Este no ha sido su primer “decálogo”. En febrero reaccionó a la creciente indignación contra la violencia de género con una lista similar que incluyó declaraciones como “se tiene que respetar a las mujeres” o “castigo a los responsables de violencias contra mujeres”. Sin embargo, el sermón del sábado no debe desestimarse como otro simple y desatinado intento de reemplazar políticas públicas con demagogia. Detrás del consejo “respetuoso” de López Obrador al pueblo mexicano, hay una verdad más oscura: ha decidido dejar a los mexicanos a su propia suerte.

Esto no debería ser una sorpresa. En los últimos meses, López Obrador abandonó por completo su responsabilidad en la lucha contra el COVID-19. De manera irresponsable le restó importancia a los riesgos de la pandemia, al igual que otros con actitudes populistas similares. También ignoró las normas más básicas de distanciamiento social e higiene. De un modo verdaderamente “trumpista”, sigue negándose a utilizar un cubreboca, incluso cuando otros alrededor de él sí lo hacen (el zar del coronavirus en México, Hugo López-Gatell, también se ha negado de forma inexplicable a apoyar el uso de cubrebocas como una medida obligatoria). López Obrador desestimó el plazo de cuarentena establecido por sus propios expertos de salud para iniciar un conjunto de innecesarias apariciones públicas. Quizás bajo la impresión mesiánica de que puede terminar una pandemia por decreto, López Obrador ha anunciado repetidas veces el fin de la amenaza, aun cuando el número de casos en México sigue subiendo.

El domingo 14 de junio, en otro video, volvió a insistir en que el país había superado la pandemia. “Considero que ya pasó lo más difícil, lo más riesgoso”, dijo, aun cuando los datos sugieren lo contrario. López Obrador parecía inmune a los peligros que enfrenta el país.

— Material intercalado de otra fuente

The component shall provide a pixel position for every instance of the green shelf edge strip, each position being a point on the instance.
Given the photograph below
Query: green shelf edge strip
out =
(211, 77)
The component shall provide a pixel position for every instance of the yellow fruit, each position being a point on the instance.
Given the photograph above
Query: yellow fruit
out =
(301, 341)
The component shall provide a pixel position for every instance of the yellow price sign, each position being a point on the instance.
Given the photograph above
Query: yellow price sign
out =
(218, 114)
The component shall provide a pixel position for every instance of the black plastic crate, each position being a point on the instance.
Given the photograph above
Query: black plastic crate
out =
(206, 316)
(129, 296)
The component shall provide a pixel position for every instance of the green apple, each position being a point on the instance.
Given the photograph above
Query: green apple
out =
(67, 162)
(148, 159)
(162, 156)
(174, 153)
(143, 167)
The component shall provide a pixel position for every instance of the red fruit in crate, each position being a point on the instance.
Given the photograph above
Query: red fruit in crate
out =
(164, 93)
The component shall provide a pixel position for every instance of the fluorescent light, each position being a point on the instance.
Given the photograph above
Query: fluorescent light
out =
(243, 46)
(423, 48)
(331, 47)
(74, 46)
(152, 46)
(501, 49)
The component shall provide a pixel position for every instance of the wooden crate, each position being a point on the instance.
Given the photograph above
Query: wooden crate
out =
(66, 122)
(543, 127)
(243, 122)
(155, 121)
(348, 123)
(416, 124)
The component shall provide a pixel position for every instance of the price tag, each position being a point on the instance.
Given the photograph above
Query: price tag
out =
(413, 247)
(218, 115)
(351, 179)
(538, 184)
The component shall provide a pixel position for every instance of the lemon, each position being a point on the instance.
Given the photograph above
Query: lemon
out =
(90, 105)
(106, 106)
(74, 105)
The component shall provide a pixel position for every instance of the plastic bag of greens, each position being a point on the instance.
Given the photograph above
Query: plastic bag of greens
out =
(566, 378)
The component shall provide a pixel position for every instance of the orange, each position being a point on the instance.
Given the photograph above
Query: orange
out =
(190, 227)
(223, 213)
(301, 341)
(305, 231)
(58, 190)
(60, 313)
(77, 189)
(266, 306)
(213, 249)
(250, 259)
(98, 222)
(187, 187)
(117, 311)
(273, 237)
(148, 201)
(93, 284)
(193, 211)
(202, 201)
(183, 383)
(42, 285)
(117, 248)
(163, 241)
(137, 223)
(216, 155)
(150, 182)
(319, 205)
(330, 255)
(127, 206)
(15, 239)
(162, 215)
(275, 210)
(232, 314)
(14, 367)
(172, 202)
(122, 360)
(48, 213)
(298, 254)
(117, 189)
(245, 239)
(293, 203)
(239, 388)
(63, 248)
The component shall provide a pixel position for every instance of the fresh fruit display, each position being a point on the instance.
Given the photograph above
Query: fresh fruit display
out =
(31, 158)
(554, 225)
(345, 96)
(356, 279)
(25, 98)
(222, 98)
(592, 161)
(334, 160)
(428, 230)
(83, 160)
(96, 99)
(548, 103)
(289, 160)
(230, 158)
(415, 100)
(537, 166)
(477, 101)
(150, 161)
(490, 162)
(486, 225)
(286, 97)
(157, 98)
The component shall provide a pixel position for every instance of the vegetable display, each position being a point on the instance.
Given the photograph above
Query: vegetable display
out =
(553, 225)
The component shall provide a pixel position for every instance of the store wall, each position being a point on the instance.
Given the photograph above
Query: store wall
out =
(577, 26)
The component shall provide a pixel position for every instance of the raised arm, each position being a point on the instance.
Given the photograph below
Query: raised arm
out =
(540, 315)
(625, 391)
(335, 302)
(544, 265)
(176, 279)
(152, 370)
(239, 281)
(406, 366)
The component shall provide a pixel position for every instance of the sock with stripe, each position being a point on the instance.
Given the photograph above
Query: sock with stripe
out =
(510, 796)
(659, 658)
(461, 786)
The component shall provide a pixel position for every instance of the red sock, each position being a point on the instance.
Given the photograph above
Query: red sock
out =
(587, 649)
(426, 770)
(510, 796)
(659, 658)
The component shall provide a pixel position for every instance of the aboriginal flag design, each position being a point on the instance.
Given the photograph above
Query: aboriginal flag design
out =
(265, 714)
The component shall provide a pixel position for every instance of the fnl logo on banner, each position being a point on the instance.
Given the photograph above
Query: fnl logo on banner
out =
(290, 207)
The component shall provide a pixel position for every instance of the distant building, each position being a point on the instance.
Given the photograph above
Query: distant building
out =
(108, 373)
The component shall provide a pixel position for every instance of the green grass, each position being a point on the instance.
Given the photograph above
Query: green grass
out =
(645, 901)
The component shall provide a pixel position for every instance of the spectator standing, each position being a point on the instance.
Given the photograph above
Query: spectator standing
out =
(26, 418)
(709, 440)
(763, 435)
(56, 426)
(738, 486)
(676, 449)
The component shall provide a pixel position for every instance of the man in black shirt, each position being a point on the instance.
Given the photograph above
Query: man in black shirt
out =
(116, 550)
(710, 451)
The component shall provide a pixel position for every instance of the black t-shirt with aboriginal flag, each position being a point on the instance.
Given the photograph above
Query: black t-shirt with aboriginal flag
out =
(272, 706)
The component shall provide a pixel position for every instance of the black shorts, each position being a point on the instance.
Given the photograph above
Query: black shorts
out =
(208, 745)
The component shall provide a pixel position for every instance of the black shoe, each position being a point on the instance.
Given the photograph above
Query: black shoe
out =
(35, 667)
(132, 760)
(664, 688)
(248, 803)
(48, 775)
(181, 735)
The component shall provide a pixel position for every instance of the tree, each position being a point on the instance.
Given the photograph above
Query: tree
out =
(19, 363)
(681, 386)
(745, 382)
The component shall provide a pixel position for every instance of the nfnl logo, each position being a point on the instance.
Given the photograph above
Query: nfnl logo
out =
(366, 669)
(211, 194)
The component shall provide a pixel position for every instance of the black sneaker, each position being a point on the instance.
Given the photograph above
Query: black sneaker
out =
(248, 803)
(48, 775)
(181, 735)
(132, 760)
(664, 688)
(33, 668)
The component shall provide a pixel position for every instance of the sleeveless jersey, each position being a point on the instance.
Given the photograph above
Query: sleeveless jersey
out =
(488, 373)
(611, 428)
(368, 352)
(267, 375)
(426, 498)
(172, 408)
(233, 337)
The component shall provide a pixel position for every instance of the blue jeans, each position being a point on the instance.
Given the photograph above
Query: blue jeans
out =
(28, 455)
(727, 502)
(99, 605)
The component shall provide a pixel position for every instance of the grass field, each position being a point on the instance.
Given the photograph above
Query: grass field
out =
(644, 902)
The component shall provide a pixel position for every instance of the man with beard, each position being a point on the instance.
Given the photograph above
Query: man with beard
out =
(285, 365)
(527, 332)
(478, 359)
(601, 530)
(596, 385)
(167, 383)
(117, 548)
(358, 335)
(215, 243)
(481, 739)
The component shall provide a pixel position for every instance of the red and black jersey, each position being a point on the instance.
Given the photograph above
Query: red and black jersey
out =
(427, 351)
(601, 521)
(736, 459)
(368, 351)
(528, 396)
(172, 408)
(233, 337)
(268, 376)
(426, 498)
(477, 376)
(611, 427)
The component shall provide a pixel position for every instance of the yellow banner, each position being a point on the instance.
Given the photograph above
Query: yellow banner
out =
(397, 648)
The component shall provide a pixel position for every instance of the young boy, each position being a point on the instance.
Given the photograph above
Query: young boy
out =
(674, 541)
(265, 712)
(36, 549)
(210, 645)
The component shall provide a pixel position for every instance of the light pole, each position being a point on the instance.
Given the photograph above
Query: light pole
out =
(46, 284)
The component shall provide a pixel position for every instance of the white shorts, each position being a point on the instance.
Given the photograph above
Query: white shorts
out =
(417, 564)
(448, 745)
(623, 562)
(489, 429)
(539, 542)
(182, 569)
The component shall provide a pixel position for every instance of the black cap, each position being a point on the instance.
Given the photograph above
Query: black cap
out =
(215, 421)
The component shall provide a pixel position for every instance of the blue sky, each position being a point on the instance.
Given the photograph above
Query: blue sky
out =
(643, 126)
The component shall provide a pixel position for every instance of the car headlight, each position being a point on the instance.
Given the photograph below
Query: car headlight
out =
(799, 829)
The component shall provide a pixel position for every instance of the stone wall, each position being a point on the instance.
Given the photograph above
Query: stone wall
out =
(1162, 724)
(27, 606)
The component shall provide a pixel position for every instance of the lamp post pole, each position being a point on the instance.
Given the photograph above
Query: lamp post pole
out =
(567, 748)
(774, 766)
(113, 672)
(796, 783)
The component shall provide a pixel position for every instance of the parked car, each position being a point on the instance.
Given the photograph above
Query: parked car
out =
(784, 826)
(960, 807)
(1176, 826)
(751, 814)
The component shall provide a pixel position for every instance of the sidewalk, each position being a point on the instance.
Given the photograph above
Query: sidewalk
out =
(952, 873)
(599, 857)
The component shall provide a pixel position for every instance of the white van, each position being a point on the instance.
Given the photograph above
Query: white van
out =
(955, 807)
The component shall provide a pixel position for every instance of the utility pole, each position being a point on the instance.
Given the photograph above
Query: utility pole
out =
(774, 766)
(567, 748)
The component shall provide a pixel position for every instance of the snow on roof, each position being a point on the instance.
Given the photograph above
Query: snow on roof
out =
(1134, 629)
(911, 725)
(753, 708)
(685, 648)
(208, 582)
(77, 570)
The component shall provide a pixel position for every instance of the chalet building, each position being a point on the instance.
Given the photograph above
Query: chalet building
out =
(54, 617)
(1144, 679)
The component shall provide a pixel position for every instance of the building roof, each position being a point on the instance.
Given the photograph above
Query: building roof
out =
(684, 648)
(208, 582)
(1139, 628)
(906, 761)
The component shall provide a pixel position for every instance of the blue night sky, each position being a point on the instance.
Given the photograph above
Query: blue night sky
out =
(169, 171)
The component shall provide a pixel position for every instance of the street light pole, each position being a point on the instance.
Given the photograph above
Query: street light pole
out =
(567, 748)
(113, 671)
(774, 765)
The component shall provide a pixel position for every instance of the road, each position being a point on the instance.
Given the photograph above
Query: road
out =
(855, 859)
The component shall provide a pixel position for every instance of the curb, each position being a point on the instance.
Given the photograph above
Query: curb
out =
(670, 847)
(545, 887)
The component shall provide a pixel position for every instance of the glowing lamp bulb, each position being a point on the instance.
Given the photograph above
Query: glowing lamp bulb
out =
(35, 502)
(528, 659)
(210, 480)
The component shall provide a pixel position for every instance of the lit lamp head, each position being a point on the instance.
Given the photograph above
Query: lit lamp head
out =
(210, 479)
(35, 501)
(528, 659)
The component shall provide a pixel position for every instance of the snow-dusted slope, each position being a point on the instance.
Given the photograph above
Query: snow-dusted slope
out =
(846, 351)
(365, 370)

Las personas, dijo, deben recobrar la libertad y seguir con sus vidas: “Como ya sabemos cómo cuidarnos (…) ahora vamos a poder salir a la calle y vamos a realizar nuestras actividades como siempre. Pero ya es un asunto de nosotros(…) Ya que no sean las autoridades las que nos den las recomendaciones”.

La decisión de López Obrador de animar a los mexicanos a pasar la página cuando el virus sigue azotando el país es inmoral. Él sabe que el país está volando a ciegas. Las autoridades epidemiológicas han decidido aplicar muy pocas pruebas de diagnóstico. Los esfuerzos para el rastreo de contactos son apenas perceptibles. México incluso pareciera estar escondiendo crónicamente la cifra real de los muertos. Hace unas dos semanas, cuando el país empezó a reactivarse, los propios expertos en salud del gobierno de López Obrador presentaron un sistema de alertas por colores para monitorear el avance. El primer día, solo un estado del país no estaba en rojo. Las cosas no están mucho mejor hoy.

López Obrador no tiene excusas para su impaciencia. Si estuviera realmente interesado en la recuperación económica, hubiera hecho más para ayudar a los negocios a soportar la tormenta. No lo hizo, y ahora millones de mexicanos están desempleados. Tampoco tiene ninguna urgencia política. Todavía falta un año para las próximas elecciones federales de México. Eso deja dos posibilidades: o realmente cree que el país ha controlado la pandemia o de verdad cree en los poderes curativos del optimismo y los pollos de patio.

Desinformado o simplemente delirante, el presidente de México ha renunciado a la lucha contra el COVID-19.